New COVID-19 cases are dropping in the U.S., and experts are attributing that at least partly to masks. But the virus is still killing nearly 1,000 Americans every day. Track the spread of the pandemic.

The CDC quietly changed its coronavirus testing guidelines this week to exclude people who don't have symptoms, even if they were recently exposed. Experts are calling the update "bizarre" and "potentially dangerous." The CDC also told retailers what to do about anti-mask shoppers.

What are you doing about school and work? That's a ubiquitous question as hundreds of thousands of parents across Washington face tough choices. The financial costs for many families — and the state's economy — are expected to be substantial. Meanwhile, a new analysis lays out which King County schools should reopen first, when the time comes.

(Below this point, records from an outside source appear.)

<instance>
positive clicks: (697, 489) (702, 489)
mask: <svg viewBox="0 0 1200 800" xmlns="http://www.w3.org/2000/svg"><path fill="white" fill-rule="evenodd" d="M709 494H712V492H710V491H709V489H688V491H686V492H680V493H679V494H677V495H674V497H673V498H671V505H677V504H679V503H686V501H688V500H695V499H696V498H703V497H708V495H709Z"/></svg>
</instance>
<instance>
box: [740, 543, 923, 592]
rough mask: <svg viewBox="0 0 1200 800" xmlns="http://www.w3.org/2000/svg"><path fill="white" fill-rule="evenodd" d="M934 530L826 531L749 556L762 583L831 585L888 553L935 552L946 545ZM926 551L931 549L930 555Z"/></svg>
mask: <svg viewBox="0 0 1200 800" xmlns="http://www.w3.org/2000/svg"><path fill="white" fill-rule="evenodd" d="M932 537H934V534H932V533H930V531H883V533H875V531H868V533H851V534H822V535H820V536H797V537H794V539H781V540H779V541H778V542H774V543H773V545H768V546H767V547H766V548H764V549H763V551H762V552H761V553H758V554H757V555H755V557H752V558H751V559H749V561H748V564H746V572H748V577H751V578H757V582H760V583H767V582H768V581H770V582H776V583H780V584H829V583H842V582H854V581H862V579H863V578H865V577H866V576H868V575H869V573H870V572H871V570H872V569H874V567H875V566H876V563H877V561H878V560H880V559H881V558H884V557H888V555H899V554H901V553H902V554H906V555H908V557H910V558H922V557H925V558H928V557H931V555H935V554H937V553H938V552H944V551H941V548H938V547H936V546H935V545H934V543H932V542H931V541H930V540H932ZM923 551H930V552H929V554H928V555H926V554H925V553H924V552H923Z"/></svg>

A spike in cases at a Seattle homeless shelter is raising worries about what will happen when the weather cools down. 

More than 500 infections have broken out on one college campus, but the University of Alabama in Tuscaloosa is staying open. It's among many universities dealing with alarming increases.

Legendary Jamaican sprinter Usain Bolt has tested positive.

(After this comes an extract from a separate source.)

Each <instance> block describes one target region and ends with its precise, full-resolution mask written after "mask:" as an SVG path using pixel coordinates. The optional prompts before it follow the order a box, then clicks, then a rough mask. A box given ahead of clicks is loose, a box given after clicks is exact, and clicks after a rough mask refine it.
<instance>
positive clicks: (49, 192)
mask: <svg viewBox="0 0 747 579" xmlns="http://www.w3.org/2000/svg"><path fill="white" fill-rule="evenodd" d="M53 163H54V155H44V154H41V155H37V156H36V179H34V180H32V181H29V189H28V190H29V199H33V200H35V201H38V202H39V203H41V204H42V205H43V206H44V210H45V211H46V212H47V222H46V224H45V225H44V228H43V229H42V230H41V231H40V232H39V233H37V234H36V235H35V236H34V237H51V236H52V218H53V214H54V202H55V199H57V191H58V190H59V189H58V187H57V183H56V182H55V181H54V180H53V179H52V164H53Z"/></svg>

"Superspreader event" is a giant understatement: A meeting at a Boston hotel may have ignited the spread of the virus to some 19,000 people, gene sleuths say.

A rural Oregon clinic is stepping onto the world stage with a COVID-19 vaccine trial led by the founder of a $10 million winery and château.

Don’t lick those fingers! One fast-food chain has suspended what it calls "the most inappropriate slogan for 2020."